Environment Creation and Dependency Installation

It is strongly recommended creating a virtual environment using conda or virtualenv etc. before installing the dependencies for this example. For example, the following code creates a conda environment with name post_tagging and python version 3.7.10, and activates it.

conda create --name post_tagging python=3.7.10
conda activate post_tagging

Then, you can install the dependencies using pip as follows:

pip install -r requirements.txt

Task Modeling

To use trapper, you need to select the common NLP formulation of the problem you are tackling as well as decide on its input representation, including the special tokens.

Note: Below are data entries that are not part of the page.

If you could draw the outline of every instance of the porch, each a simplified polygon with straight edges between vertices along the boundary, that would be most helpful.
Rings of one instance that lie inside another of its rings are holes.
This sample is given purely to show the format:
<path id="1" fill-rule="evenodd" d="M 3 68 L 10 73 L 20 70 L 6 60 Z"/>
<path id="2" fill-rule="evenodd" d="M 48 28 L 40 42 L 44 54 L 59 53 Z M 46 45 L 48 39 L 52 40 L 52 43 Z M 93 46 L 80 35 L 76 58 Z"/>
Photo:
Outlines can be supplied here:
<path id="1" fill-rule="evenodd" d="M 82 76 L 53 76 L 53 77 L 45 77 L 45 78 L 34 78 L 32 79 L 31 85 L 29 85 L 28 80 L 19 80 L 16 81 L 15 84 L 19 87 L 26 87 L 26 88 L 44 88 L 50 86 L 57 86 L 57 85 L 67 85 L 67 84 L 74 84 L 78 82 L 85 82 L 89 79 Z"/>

First, you need to model your problem as one of the common modeling tasks in NLP such as seq-to-seq, sequence classification etc. We stick with the transformers' way of dividing the tasks into common categories as it does in its AutoModelFor... classes. To be compatible with transformers and reuse its model factories, trapper formalizes the tasks by wrapping the AutoModelFor... classes and matching them to a name that represent a common task in NLP. In our case, the natural choice for POS tagging is to model it as a token classification (i.e. sequence labeling) task.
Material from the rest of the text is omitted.